異世界転生 作:魔導科学
変形エアカーに、乗る事1時間。
再度、到着しましたミリィさんのご実家。
此の変形エアカーは、モンスター除けがあり、海の上も安全に来る事が出来た。
とはいえ、武装は搭載してあるそうだけどね。
砂浜からタイヤで走行し、城の前に車を停車すると、門が自動で開放する。
門から漸く走行して、玄関に到着し車から降りる。
すると玄関が開き、中からサリーさんが出て来る。
「お迎えに上がりました」
「「お邪魔します」」[お邪魔します]と、俺達は挨拶して中に入るが、河野さんだけは玄関から動かない。
「サリーさん、ミリィは帰っていますか?」
「まだ、戻られておりません」
「分かりました。なら、俺は此処で待ちます」
次元収納から、向日葵の花束を出して、弁慶の如く仁王立ちする。
「皆様、奥様と旦那様がお待ちです。此方にどうぞ」
そう言って、俺達を先導するサリーさん。
俺は、困惑して河野さんの方を見ると「先に行け、後で必ず行く」と、死亡フラグ的な事を言う。
そんな言葉を発して、大丈夫なのか?
「リョウ、行くわよ?」
カオリに促され、俺は後に着いていく。
広い屋敷を、サリーさんに先導され案内された部屋には、ミッシェルさんと金髪オールバックの男性が居た。
シ○ア?
見間違いじゃ、無いよね?
「いらっしゃい!珊瑚ちゃん、此方に座って!」と、ソファーに座っていたミッシェルさんが立ち上がり、手を広げて珊瑚を呼ぶ。
「お邪魔します。初めまして、私はリョウ。そしてパートナーのカオリ、娘の珊瑚です」
俺は、金髪オールバックの男性に挨拶する。
「やぁ、いらっしゃい。寛いでくれたまえ。私は、シュウ・アスナだ。宜しく」
そう言って、此方に歩いて来たイケメン中年は、握手の為に手を出して来た。
こ、声が赤い人だよ?!
「シャ○?」
俺は、握手して思わず呟いてしまった。
「その名は、封印された名だ。私は、シュウだよ?リョウ君。君の名字は、サ◯バさんかな?」
ニヒルな笑顔浮かべながら、聞いて来た。
・・この人、転生者だ。
「失礼しました。シュウさん、俺に名字は無いです」
「そうか、名字が無くてもやっていける世界だ。問題は無いな。先ほど、妻からフィギュアを貰ったよ。感謝する、あのフィギュアは、何処で手に入れたのかな?」
「アレは、私の知り合いが制作した物です。申し訳ありません、何か不具合が有りましたか?」
「いや私も、妻が持っているフィギュアが欲しくてね。ボー◯と一緒に飾りたくて、それで聞いたのさ」
なる程、一年戦争で活躍した◯ールにそっくりなフィギュアと、赤い水棲を一緒に飾りたいんだね。

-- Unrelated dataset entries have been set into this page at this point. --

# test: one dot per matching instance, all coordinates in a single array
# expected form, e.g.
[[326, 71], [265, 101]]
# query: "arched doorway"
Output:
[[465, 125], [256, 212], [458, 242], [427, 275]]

「リョウ君、私にその制作者を紹介して貰えないかな?」
「はい、本人の許可を取ってからになりますが、宜しいですか?」
「宜しく頼む。さぁ、お茶にしよう」
俺もソファーに座り、お茶を出して貰う。
カオリが、先にお土産を渡した様で、お茶請けに出されている。
俺は、弘崎君に緊急と書いたメッセージを送る。
(緊急、転生者発見。対象は、弘崎君と接触を希望している。連絡待つ)
すぐ返信が来た。
(魂の盟友、リョウさん。俺は、転生者に会う事を希望します)
今度は、リリーさんにメッセージを送信する。
(今日、新たな転生者に出会いました。早ければ明日、連れて行って問題無いですか?)
(構わない)と、短い返事が来た。
(有難う御座います)と、リリーさんにメッセージを送り、俺はシュウさんに話し掛ける。
「あの、シュウさん。先ほどのフィギュアの制作者ですが、早くて明日には会えるそうです。その際、俺達の他に女性が二人一緒になりますが、宜しいですか?」
「そうか。私は構わない」
「あら、それならミラにも聞いてあげて?あの娘は最近、勉強ばかりで全然遊びに行かないのよ。今日は、久しぶりにミリィと出掛けてるけど、息抜きさせないと。後、今日は泊まって行ってね?」
「ただいま帰りました。お父様、お母様」
扉が開き、綺麗なプラチナブロンドの美少女が部屋に入って来た。